关 键 词:不确定环境  智能大厦  价格时间自动机  策略评估
收稿时间:2015-07-28
修稿时间:2015-10-20

Formal Evaluation of Scheduling Strategies for Smart Building Air-Conditioning Systems under Uncertain Environment
CHEN Ming-Song,GU Fan,XU Si-Yuan and CHEN Xiao-Hong. Formal Evaluation of Scheduling Strategies for Smart Building Air-Conditioning Systems under Uncertain Environment[J]. Journal of Software, 2016, 27(3): 655-669
Authors:CHEN Ming-Song  GU Fan  XU Si-Yuan  CHEN Xiao-Hong
Affiliation:Shanghai Key Laboratory of Trustworthy Computing(East China Normal University), Shanghai 200062, China,Shanghai Key Laboratory of Trustworthy Computing(East China Normal University), Shanghai 200062, China,Shanghai Key Laboratory of Trustworthy Computing(East China Normal University), Shanghai 200062, China and Shanghai Key Laboratory of Trustworthy Computing(East China Normal University), Shanghai 200062, China
Abstract:In recent years people have witnessed an increasing worldwide concern about the concept of smart buildings.

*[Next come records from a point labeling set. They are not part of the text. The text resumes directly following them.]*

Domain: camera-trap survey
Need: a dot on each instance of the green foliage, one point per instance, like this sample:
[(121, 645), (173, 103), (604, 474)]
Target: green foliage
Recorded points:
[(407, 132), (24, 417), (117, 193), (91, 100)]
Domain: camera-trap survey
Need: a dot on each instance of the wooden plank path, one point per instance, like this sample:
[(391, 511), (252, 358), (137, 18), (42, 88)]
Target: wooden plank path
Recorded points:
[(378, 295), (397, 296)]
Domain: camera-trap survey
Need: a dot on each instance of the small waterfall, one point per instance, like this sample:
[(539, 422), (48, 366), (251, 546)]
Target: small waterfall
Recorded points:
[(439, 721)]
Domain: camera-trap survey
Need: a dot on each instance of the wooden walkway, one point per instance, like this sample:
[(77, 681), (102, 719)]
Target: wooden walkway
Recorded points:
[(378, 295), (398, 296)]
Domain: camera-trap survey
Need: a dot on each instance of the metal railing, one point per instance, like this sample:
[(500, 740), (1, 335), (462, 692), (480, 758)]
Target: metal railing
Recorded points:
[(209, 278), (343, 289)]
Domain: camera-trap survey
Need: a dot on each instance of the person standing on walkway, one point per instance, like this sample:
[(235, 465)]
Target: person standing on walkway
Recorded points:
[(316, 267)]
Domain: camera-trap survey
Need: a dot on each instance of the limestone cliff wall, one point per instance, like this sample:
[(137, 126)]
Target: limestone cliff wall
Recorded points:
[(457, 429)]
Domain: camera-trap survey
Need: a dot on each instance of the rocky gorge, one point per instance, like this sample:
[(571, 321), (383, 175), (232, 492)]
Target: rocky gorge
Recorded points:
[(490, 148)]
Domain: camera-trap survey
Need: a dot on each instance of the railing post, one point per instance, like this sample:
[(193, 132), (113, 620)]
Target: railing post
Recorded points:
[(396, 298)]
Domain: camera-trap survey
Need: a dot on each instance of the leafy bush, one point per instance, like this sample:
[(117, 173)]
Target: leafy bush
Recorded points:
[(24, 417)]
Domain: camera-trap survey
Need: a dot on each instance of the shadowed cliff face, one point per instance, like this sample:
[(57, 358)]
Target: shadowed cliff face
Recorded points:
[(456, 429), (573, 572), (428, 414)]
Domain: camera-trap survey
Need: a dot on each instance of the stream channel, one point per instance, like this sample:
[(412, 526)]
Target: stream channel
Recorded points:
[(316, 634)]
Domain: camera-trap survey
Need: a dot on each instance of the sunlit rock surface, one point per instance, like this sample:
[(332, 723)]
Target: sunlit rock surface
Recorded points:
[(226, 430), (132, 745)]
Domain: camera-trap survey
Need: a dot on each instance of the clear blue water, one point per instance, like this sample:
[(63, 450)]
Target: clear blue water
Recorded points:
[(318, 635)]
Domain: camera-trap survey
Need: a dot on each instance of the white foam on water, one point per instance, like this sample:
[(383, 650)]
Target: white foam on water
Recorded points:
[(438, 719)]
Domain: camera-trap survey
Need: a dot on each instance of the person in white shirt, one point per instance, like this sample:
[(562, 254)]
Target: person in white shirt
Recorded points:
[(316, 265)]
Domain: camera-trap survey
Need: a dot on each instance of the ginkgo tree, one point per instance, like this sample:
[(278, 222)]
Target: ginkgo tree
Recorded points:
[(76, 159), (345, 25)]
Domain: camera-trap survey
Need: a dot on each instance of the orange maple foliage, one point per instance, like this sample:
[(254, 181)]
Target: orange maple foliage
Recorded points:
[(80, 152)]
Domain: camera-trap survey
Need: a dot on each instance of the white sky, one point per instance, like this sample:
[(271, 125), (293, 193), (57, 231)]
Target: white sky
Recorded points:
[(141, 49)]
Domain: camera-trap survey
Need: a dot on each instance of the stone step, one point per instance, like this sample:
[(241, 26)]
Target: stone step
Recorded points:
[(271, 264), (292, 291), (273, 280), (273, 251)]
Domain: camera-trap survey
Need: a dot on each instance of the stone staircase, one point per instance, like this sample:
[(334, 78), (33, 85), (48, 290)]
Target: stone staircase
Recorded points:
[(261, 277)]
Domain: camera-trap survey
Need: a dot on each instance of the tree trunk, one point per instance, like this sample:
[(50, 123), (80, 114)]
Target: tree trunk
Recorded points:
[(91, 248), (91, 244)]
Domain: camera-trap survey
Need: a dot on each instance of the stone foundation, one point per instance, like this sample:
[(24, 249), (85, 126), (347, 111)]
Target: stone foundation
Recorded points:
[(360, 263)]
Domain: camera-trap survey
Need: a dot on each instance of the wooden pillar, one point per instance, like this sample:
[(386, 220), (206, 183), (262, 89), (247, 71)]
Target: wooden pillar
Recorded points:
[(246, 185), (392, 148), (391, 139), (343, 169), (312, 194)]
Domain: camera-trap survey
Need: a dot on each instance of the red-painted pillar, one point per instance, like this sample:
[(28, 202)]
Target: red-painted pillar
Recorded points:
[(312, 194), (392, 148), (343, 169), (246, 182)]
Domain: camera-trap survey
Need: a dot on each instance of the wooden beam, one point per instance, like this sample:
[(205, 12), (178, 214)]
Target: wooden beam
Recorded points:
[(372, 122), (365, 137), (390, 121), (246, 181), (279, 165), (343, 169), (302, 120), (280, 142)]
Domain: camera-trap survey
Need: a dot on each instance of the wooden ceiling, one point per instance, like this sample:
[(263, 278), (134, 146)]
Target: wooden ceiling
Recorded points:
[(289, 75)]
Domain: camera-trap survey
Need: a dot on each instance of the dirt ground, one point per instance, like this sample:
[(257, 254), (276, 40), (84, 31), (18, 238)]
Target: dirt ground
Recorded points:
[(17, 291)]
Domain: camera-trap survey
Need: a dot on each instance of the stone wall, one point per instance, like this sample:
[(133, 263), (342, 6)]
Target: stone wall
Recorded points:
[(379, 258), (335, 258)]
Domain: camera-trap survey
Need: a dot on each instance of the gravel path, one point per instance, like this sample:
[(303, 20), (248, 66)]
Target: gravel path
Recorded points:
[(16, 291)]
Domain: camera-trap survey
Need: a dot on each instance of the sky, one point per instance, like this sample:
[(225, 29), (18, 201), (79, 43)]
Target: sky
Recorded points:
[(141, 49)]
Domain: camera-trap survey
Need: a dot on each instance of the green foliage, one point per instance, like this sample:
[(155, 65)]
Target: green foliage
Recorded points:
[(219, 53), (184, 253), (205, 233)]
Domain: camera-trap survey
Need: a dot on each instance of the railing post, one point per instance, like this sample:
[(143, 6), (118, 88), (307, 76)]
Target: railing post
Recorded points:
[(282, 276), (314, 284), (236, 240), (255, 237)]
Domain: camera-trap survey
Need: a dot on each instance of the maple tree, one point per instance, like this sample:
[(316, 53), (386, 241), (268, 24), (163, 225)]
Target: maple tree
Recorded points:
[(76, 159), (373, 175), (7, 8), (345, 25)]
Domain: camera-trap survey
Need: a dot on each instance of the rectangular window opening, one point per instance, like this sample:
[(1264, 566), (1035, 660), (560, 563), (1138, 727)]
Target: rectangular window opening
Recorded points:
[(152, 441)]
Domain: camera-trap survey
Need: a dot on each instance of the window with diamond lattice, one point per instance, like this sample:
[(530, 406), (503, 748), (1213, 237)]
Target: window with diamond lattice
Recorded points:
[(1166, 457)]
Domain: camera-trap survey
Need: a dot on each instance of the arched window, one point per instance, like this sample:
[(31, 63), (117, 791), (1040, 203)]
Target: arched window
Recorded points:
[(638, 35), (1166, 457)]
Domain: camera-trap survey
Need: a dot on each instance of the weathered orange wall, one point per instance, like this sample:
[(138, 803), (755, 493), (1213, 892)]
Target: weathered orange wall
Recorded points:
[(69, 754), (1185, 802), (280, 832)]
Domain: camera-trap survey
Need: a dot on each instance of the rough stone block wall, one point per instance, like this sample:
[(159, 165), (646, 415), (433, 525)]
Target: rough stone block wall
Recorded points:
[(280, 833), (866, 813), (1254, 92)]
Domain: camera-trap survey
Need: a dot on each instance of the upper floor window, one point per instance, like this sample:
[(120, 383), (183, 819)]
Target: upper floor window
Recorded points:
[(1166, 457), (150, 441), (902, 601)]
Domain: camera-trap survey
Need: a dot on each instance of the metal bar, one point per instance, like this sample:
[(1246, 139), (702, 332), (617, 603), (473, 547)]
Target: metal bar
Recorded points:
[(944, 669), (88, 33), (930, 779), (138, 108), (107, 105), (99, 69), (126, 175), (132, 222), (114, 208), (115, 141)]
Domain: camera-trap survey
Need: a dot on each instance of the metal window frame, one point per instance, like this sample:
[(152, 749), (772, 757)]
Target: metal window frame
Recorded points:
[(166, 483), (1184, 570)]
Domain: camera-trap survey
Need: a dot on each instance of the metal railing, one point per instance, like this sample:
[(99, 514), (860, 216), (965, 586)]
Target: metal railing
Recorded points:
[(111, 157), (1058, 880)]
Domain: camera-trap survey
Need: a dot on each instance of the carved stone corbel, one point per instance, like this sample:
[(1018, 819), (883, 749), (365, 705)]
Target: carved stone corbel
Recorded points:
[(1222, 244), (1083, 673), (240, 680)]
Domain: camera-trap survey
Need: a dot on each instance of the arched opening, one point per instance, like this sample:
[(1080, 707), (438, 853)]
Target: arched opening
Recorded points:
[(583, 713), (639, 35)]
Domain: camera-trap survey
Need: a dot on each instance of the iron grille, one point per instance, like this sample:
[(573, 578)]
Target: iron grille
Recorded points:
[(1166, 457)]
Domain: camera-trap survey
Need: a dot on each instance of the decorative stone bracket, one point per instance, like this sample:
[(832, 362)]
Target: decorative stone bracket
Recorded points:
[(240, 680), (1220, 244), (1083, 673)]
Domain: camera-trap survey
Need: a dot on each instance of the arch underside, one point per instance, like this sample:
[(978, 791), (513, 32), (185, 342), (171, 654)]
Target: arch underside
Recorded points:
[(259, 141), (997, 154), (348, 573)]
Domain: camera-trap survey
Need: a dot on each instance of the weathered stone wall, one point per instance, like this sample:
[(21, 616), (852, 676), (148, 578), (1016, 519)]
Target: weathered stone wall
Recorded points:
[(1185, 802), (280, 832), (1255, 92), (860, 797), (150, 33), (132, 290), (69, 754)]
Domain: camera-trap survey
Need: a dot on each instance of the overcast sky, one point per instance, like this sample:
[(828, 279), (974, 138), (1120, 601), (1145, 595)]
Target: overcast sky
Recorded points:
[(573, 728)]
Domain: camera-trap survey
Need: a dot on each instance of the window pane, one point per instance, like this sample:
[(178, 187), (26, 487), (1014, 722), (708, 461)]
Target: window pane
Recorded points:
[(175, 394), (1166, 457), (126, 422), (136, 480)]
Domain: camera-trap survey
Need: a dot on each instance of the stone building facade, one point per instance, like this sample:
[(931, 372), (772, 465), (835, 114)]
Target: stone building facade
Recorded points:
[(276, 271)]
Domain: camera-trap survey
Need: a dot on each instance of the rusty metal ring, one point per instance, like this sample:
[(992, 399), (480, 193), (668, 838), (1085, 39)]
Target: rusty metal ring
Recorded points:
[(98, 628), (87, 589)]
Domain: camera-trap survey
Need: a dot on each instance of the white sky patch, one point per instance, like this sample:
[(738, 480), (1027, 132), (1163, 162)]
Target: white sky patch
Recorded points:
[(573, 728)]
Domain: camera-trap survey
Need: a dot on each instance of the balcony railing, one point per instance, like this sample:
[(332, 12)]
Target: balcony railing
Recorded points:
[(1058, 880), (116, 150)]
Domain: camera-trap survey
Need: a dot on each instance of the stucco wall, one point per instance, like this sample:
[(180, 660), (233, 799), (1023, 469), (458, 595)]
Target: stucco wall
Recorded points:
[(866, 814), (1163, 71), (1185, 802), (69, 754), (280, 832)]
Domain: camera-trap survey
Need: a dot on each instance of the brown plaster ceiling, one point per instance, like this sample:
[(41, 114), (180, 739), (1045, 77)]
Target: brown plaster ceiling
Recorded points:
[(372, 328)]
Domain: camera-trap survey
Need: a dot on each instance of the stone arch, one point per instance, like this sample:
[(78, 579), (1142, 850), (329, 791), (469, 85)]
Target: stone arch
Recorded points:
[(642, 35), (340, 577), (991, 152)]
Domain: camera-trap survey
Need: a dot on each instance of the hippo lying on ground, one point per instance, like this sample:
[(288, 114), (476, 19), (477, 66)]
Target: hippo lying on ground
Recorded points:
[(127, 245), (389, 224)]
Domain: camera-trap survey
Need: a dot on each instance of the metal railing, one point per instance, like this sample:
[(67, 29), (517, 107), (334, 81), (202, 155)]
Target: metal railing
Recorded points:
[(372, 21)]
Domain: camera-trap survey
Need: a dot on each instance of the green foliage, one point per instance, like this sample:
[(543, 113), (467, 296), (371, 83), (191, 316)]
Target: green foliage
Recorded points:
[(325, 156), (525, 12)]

Compared with traditional counterpart, smart buildings are more energy-efficient, comfortable and easy-maintainable. Hence, smart buildings are becoming the mainstream of future building construction. As a key part of smart building ventilation systems, air-conditioners strongly determine the overall energy consumption of smart buildings as well as the experience of their occupants. Therefore, how to design and evaluate all feasible scheduling strategies of air-conditioning systems is becoming a major challenge in the design of smart buildings. Especially when many uncertain factors caused by physical environment are involved, the complexity of strategy evaluation will increase drastically. Although existing approaches allow the evaluation of smart buildings from the perspectives of energy consumption, performance, etc., few of them consider the evaluation of the scheduling strategies themselves. Based on the priced timed automata, this paper proposes an efficient framework that enables the accurate modeling and evaluation of scheduling strategies of smart building air-conditioning systems with uncertain environment. Our framework utilizes the statistical model checker UPPAAL-SMC as the engines to quantitatively analyze user-specified performance queries in the form of properties. Based on the underlying random simulation runs monitored by UPPAAL-SMC, our framework can automatically report the quantitative analysis results of energy consumption and user satisfaction under uncertain environment. Experimental results show that our approach can effectively help smart building designers to make their decisions in the selection and optimization of scheduling strategies.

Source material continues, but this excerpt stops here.